Mexico’s economy is more dynamic and is growing faster than most people think. The country’s unemployment rate is 4 percent — lower than that of Canada (6.8 percent) and the United States (4.8 percent). The middle class has grown dramatically in the past 15 years and is expected to add another 3.8 million households by 2030.
In Mexico’s emerging tech hub, Guadalajara, you’ll find there is a pool of young, highly educated and motivated individuals who are producing high caliber products that have global reach. If you’re early- or mid-career, you should absolutely look into opportunities in America’s southerly neighbor.
To give you an idea, here’s a picture from a recent tech talk with tech company Wizeline, Facebook and a number of other fast-growing tech companies.

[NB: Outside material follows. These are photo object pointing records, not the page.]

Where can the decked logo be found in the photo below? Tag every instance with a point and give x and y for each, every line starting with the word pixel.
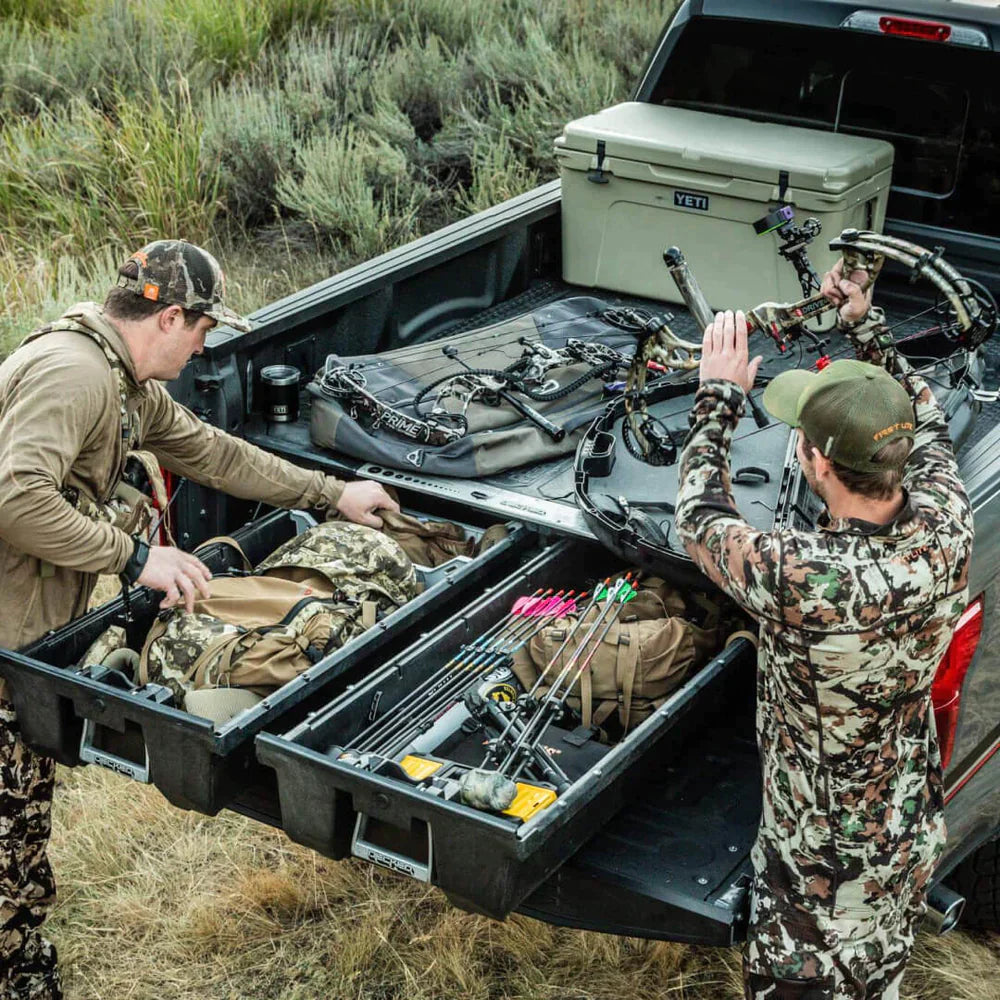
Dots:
pixel 685 199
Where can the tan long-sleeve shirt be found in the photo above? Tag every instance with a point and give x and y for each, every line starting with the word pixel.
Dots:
pixel 61 427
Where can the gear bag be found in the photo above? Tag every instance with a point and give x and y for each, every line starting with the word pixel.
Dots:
pixel 313 594
pixel 639 663
pixel 499 437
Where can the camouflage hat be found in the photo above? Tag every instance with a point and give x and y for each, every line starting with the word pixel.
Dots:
pixel 850 410
pixel 179 273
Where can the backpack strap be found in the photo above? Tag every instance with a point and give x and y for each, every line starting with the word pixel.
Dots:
pixel 626 677
pixel 157 629
pixel 369 613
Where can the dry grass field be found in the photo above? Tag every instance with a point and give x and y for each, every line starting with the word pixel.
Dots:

Mexico, with a much smaller population, graduates nearly as many engineers as the U.S. Historically, most of these students have studied mechanical, electrical and civil engineering — these numbers are changing as information technology has taken pole position as the engine of growth in the global economy.
As tech startups and other fast-growing software firms join the ranks of IBM, Oracle, Intel and others that started opening Mexico operations in the 1970s, more and more students opt for degrees in Computer Science. As a result, the cities of Guadalajara, Mexico City and Monterrey are experiencing a bonafide tech boom.
3. Quality of Life
Measured on a power purchasing parity (PPP) basis — that is, based on take home earnings adjusted for local prices for things like as food and housing — Mexico is the world’s 11th largest economy. Measured on the same basis, Canada ranks 16th.
While this stat doesn’t tell the whole story, it does highlight the fact that the rising middle class in Mexico is able to achieve a comfortable quality of life and be able to save money for a rainy day. Many cities in the U.S. have an exorbitant cost of living — Mexico looks like an attractive option regardless of who’s in The White House.
4. The People
In my personal experience, Mexicans compete head-to-head with Canadians for the “friendliest people on earth” award. My Mexican friends and business partners are warm, open and focused on family. Plus, they love to laugh. I can’t think of a better community in which to work and raise a family.
5. The Food and Culture
There aren’t any taco bowls, but you will find tacos like you’ve never had — plus regional dishes like carne en su jugo, tortas ahogadas and quesitacos. Restaurants like Pujol and Quintonil, the 25th and 12th best restaurants in the world, exemplify incredibly rich Mexican culinary traditions and attract foodies from across the globe.
The culture in states like Jalisco is incredibly rich — it’s fun to get lost in the museums, music and vibrant neighborhoods.
6. The Weather
I grew up in a part of the U.S. that’s essentially Canada, so you think I’d find something to like about Canadian winters. You would be wrong, sir. If you prefer warm weather and sunshine, the choice to move to Mexico should be self-evident.
7. Lucha Libre
Dudes in colorful masks with names like “Blue Demon” and “The Saint,” fighting each other over age-old themes like honor, love and revenge? Plus, you get to eat nachos while you watch? Count. Me. In.
In conclusion, Mexico is where the action is. In fact, as Guadalajara becomes a more significant global tech hub and the Mexican middle class grows at a faster rate of both the U.S. and Canada, it’d be tempting to move there regardless of the outcome in November.